The El Mujahid Detachment was a part of the ‘jamat’, the witness noted. It was an instrument for the implementation of military objectives. According to him, no other group of foreign fighters operating in Central Bosnia at that time was part of this community because they ‘had different views of religion’.

One group of foreign fighters fighting independently of both the BH Army and the El Mujahid Detachment was, as the witness explained, lead by a man called Abu Zubeir. He was nicknamed ‘Fatso’ because of his weight. The defense claims that before the war in Bosnia he had fought in Afghanistan were he had earned a reputation as a fearless fighter. In BH, his bases were in Zeljezno polje, Gluha Bukovica and allegedly in Kalesija.

The defense is trying to prove that the crimes ascribed to the El Mujahid Detachment in the indictment were in fact committed by the other groups of foreign fighters. Neither the locals nor the BH Army could distinguish between the members of the El Mujahid Detachment and those other groups because they all looked alike, the defense argues.

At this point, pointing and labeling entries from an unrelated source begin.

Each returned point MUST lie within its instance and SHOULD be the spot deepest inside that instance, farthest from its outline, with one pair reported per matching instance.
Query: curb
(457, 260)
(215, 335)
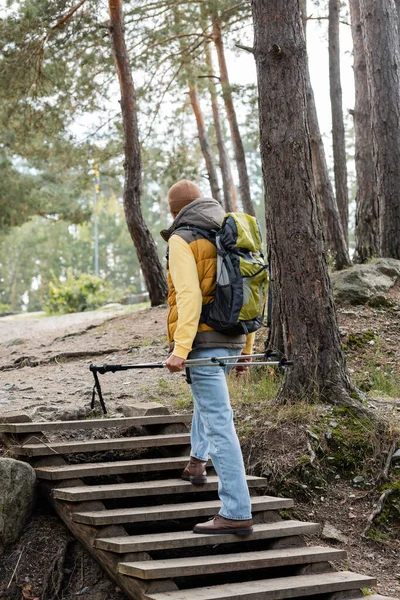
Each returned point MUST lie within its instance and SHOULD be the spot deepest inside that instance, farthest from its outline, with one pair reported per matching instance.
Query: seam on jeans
(235, 518)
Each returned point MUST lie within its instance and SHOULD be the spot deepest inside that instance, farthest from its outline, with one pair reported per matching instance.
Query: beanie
(181, 194)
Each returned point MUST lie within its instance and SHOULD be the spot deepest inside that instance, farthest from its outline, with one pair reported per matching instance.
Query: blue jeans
(213, 433)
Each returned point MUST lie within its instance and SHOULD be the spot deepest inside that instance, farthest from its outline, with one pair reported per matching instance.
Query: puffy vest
(205, 255)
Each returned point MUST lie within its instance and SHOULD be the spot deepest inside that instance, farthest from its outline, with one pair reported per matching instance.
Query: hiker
(192, 279)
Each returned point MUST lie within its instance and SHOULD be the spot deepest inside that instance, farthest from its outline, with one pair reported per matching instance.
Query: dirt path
(46, 371)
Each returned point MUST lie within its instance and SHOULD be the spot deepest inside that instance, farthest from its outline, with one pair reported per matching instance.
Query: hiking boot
(195, 471)
(219, 524)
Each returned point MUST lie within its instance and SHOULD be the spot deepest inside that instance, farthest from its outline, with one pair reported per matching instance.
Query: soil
(44, 364)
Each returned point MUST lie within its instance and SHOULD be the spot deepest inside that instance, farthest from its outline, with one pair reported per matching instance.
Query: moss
(359, 339)
(350, 442)
(391, 510)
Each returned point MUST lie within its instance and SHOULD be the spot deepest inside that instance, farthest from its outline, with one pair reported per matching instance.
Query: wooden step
(172, 511)
(187, 539)
(378, 597)
(34, 427)
(128, 443)
(143, 488)
(273, 589)
(142, 465)
(242, 561)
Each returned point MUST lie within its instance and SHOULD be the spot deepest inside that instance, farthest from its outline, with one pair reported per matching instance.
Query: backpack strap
(209, 234)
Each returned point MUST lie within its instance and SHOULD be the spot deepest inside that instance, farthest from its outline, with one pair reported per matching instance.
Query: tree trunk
(338, 135)
(332, 225)
(295, 242)
(150, 265)
(204, 143)
(240, 158)
(367, 220)
(222, 152)
(382, 52)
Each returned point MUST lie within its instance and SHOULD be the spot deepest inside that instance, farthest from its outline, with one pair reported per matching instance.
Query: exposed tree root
(55, 575)
(377, 510)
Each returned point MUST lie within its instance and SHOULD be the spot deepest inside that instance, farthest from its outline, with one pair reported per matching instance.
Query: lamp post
(96, 182)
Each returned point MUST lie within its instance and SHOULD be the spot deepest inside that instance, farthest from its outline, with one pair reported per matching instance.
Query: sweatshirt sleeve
(248, 349)
(184, 275)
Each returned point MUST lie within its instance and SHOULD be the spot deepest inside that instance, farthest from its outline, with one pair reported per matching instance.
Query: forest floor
(316, 454)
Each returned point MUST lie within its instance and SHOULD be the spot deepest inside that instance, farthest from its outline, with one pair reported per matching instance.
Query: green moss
(350, 442)
(359, 339)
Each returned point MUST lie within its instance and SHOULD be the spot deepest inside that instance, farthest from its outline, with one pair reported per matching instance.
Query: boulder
(17, 483)
(367, 283)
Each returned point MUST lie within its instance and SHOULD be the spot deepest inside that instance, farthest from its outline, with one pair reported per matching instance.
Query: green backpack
(242, 276)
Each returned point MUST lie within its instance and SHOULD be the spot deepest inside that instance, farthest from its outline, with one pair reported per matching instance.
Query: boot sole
(195, 480)
(238, 531)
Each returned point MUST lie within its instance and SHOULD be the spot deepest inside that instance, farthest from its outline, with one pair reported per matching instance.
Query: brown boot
(195, 471)
(219, 524)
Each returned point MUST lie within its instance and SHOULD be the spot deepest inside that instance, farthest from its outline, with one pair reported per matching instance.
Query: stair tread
(142, 488)
(203, 565)
(34, 427)
(379, 597)
(165, 511)
(125, 443)
(140, 465)
(273, 589)
(182, 539)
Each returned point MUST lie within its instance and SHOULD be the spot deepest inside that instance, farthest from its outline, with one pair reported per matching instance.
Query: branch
(246, 48)
(68, 16)
(326, 19)
(392, 450)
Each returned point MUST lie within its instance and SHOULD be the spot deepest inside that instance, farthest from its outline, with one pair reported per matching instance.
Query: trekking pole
(215, 361)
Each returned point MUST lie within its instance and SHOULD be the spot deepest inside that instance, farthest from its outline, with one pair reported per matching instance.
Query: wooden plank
(173, 511)
(128, 443)
(34, 427)
(206, 565)
(188, 539)
(142, 488)
(274, 589)
(378, 597)
(143, 465)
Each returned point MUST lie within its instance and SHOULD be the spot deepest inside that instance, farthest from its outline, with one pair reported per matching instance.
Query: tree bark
(338, 134)
(332, 225)
(146, 249)
(227, 182)
(382, 53)
(204, 143)
(295, 242)
(240, 158)
(367, 221)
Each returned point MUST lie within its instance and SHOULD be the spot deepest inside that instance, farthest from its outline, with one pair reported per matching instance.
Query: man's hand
(242, 368)
(175, 364)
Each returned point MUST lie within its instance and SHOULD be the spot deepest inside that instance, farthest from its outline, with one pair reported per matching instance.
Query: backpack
(242, 275)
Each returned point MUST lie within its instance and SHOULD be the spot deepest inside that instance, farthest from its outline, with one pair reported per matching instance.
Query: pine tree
(302, 290)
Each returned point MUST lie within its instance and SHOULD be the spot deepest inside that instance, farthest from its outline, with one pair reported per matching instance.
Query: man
(192, 280)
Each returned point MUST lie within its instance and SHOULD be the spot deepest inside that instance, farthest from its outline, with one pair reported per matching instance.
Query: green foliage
(77, 294)
(351, 442)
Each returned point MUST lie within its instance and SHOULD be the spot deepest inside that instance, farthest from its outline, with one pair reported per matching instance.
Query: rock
(368, 283)
(329, 532)
(17, 483)
(358, 479)
(15, 342)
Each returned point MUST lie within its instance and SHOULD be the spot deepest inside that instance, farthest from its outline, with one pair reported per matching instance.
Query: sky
(242, 70)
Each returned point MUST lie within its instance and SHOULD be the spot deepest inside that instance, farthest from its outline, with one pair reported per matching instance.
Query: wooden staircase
(135, 515)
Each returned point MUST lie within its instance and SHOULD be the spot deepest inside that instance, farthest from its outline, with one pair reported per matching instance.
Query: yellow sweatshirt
(183, 272)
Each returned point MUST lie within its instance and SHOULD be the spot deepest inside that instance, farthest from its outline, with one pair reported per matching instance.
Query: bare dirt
(44, 371)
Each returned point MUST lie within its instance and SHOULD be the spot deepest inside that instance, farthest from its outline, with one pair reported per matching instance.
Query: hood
(206, 213)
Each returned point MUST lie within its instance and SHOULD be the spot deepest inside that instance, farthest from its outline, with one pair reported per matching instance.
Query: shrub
(76, 294)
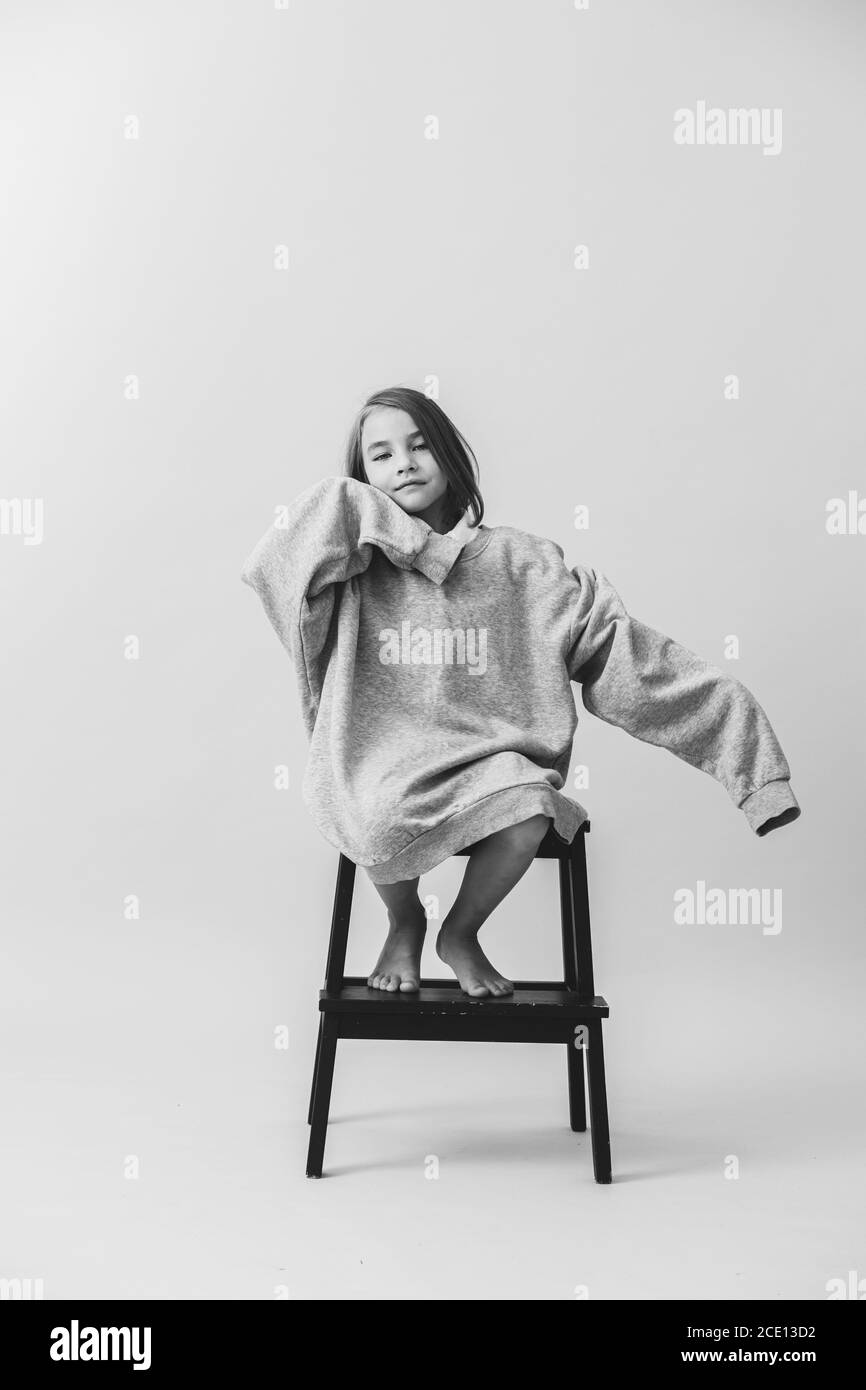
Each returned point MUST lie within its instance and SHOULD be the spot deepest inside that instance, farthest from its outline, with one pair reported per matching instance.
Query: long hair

According to the witness, some two hundred Mujahideen fighters from Abu Zubeir’s unit fought in Vozuca in September 1995. On 11 September 1995, two days into the operation, he met a group of some thirty Abu Zubeir’s men. According to the indictment, the BH Army troops captured some 50 Serbian soldiers in the village of Kesten on that day and handed them over to the El Mujahid Detachment. They disappeared without a trace and are believed dead.

The El Mujahid Detachment captured a total of some 25 men in the three operations launched in Vozuca in 1995, the witness said. As far as he knew, they were ‘treated well’ and after some time were handed over to the BH Army 3rd Corps military police.